Hanson's proposed purchase of Mick George Limited could result in less choice and higher prices for building contractors, says the Competition and Markets Authority (CMA).
Quarry Products / November 30, 2023
By Guy Woodford
Hanson's proposed acquisition of Mick George Limited could result in less choice and higher prices for building contractors, says CMA. Pic: MPA

Following a phase 1 Investigation, the CMA has provisionally found that the proposed Mick George Limited (MGL) purchase by Hanson Quarry Products Europe Limited (Hanson) raises competition concerns in certain markets for building materials in East of England and the East Midlands. 


Hanson, wholly owned by Heidelberg, a multinational building materials company, is one of the UK's leading producers and distributors of construction materials, with production facilities and customers throughout the UK. MGL is one of the leading suppliers to the construction industry in the East of England and East Midlands. 


Both Hanson and MGL supply aggregates widely used in constructing roads, buildings, and other infrastructure in the UK. The two businesses also supply ready-mixed concrete – manufactured by mixing aggregates with specific quantities of cement and other additives – which is also an important material used in the construction sector.  


After investigating the deal, the CMA found it gives rise to competition concerns in relation to the supply of non-specialist aggregates or ready-mix concrete in eighteen local markets in the East of England and the East Midlands.  


In each of these local markets, the two businesses currently have a large, combined presence, with limited competition from other suppliers.
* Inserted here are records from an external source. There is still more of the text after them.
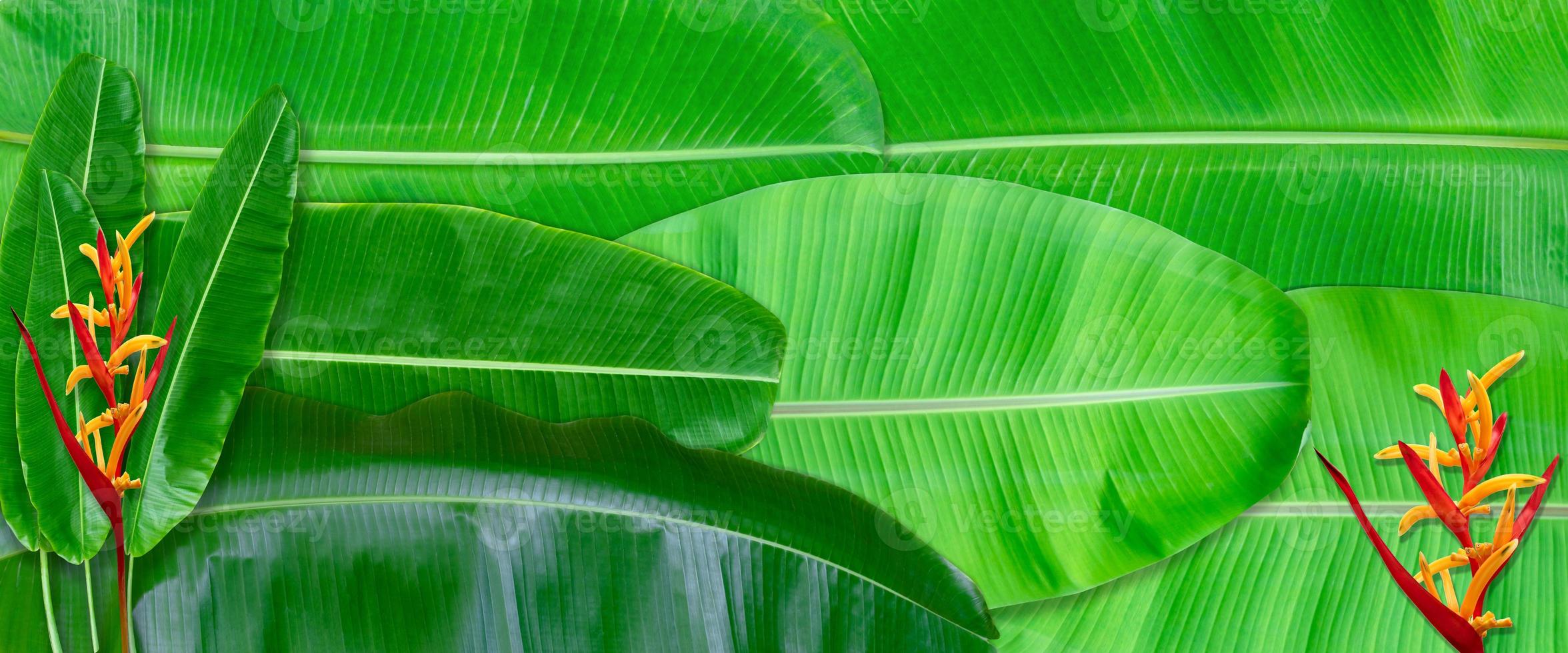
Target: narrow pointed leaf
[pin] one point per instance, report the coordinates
(68, 512)
(90, 131)
(1017, 373)
(593, 117)
(221, 285)
(509, 533)
(548, 323)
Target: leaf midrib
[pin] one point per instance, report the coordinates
(504, 365)
(814, 409)
(916, 148)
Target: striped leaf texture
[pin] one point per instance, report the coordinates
(68, 514)
(1317, 143)
(1295, 574)
(1023, 378)
(219, 297)
(455, 525)
(90, 132)
(596, 117)
(1285, 580)
(386, 305)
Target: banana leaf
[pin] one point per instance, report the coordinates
(90, 132)
(455, 525)
(1051, 392)
(1316, 141)
(215, 305)
(68, 514)
(1295, 574)
(386, 305)
(1373, 345)
(596, 117)
(1293, 580)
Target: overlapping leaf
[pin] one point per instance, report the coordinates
(90, 132)
(453, 525)
(386, 305)
(1051, 392)
(598, 117)
(1317, 143)
(68, 516)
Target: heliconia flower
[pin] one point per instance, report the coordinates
(105, 473)
(1454, 628)
(1477, 439)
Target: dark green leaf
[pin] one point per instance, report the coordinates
(90, 132)
(386, 305)
(455, 525)
(69, 517)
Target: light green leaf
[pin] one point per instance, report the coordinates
(1051, 392)
(1295, 574)
(68, 514)
(220, 292)
(1373, 345)
(90, 132)
(596, 117)
(386, 305)
(455, 525)
(1316, 141)
(1280, 582)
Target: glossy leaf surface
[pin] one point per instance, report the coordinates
(1310, 575)
(69, 517)
(90, 131)
(1373, 345)
(386, 305)
(1317, 143)
(595, 117)
(221, 287)
(1018, 374)
(453, 525)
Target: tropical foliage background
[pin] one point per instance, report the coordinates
(1053, 295)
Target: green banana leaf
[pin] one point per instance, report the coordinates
(1316, 141)
(1373, 345)
(1295, 574)
(455, 525)
(68, 514)
(219, 297)
(386, 305)
(596, 117)
(1305, 582)
(1051, 392)
(90, 132)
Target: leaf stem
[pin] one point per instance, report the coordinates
(87, 567)
(49, 600)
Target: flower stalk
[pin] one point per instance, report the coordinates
(99, 461)
(1477, 434)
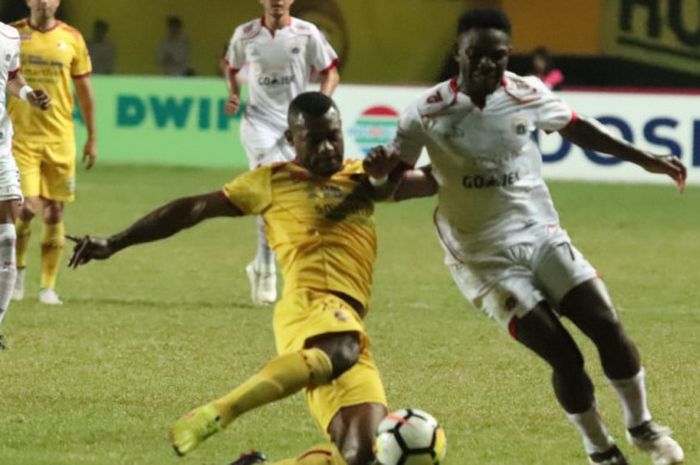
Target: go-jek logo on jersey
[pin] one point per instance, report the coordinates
(376, 126)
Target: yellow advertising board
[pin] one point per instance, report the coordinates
(659, 32)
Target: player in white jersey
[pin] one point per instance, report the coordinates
(10, 194)
(504, 246)
(281, 53)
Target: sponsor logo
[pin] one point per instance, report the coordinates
(275, 80)
(484, 181)
(375, 126)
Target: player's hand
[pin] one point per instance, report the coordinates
(669, 165)
(89, 153)
(232, 105)
(380, 162)
(88, 248)
(39, 98)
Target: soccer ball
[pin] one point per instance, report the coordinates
(410, 437)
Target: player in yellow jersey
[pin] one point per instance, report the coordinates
(318, 216)
(53, 54)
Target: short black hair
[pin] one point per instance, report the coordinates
(309, 103)
(484, 18)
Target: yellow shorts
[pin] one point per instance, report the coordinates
(46, 169)
(305, 313)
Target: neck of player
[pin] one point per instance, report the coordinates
(42, 22)
(277, 22)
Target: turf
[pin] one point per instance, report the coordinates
(164, 327)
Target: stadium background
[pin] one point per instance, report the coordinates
(163, 327)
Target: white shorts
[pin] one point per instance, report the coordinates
(9, 179)
(510, 282)
(264, 144)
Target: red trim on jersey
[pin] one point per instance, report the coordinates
(56, 24)
(334, 64)
(513, 327)
(262, 22)
(81, 76)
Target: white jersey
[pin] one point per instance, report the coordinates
(9, 66)
(280, 64)
(486, 164)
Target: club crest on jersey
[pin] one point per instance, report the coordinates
(520, 126)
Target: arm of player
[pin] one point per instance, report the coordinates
(36, 98)
(591, 135)
(161, 223)
(86, 103)
(233, 103)
(329, 81)
(394, 180)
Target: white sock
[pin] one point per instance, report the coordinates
(264, 257)
(633, 397)
(8, 267)
(595, 436)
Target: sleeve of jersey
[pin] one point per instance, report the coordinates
(235, 56)
(553, 113)
(251, 192)
(409, 136)
(81, 66)
(320, 53)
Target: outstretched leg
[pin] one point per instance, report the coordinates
(590, 308)
(541, 331)
(318, 364)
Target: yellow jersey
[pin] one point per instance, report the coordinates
(50, 59)
(322, 229)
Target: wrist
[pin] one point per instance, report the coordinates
(378, 182)
(24, 91)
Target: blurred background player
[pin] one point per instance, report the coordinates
(318, 324)
(44, 144)
(504, 246)
(174, 54)
(102, 51)
(281, 52)
(12, 82)
(543, 68)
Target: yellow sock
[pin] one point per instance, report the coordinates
(51, 250)
(321, 454)
(24, 232)
(279, 378)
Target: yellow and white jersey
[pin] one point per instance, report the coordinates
(9, 67)
(321, 229)
(50, 59)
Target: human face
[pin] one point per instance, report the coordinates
(482, 55)
(277, 8)
(318, 142)
(43, 10)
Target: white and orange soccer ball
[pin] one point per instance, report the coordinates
(410, 437)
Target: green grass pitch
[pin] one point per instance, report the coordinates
(163, 327)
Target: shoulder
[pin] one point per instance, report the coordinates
(21, 25)
(248, 30)
(303, 28)
(437, 98)
(71, 31)
(524, 89)
(8, 32)
(352, 166)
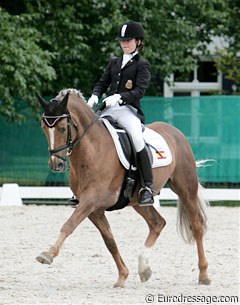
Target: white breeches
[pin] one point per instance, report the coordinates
(127, 117)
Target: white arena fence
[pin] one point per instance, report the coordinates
(11, 194)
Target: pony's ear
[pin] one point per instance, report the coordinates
(42, 102)
(64, 101)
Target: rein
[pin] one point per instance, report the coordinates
(70, 144)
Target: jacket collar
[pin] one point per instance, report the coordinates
(131, 61)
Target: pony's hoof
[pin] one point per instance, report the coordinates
(206, 281)
(145, 275)
(44, 258)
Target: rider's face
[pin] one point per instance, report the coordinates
(128, 46)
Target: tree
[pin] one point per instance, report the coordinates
(67, 43)
(25, 67)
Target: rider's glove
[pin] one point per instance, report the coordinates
(93, 100)
(112, 100)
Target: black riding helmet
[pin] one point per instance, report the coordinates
(131, 30)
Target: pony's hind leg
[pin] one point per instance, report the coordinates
(155, 223)
(100, 221)
(192, 225)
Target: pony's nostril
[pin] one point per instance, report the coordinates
(61, 166)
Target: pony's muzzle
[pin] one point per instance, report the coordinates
(56, 164)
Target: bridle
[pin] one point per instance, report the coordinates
(70, 143)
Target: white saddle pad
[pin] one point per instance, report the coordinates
(161, 153)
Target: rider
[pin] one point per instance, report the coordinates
(127, 78)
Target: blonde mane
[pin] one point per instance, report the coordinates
(73, 91)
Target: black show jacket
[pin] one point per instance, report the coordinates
(130, 82)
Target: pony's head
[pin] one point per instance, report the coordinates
(56, 126)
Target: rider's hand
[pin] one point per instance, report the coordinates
(93, 100)
(112, 100)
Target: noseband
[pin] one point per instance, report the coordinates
(51, 121)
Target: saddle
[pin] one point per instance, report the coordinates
(158, 150)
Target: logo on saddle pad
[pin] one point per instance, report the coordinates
(161, 154)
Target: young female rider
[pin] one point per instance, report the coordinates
(127, 78)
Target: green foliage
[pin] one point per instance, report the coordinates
(67, 43)
(25, 67)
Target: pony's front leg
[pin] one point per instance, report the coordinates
(79, 214)
(100, 221)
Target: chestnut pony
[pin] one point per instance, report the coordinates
(96, 176)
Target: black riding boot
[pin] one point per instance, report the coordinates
(145, 195)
The CMA is therefore concerned that the deal could result in limited choice for local customers, leading to higher prices and lower quality products for contractors working in these areas. 


Colin Raftery, CMA Senior Director for Mergers, said: "These products are an important input for building projects, so a loss of competition between two of the main suppliers could result in increased construction costs for businesses and public bodies. 


"In many areas where both businesses are active, sufficient competition will remain. But in some local markets, where there are not enough strong alternatives to the merging business, the deal could limit customer choice. 


"Unless the companies put forward a solution, we will need to take a deeper look into the potential impact of reduced competition in these local areas." 


Hanson and MGL were given five working days to respond to the CMA's concerns. If they cannot do so, the merger will be referred for an in-depth phase 2 investigation.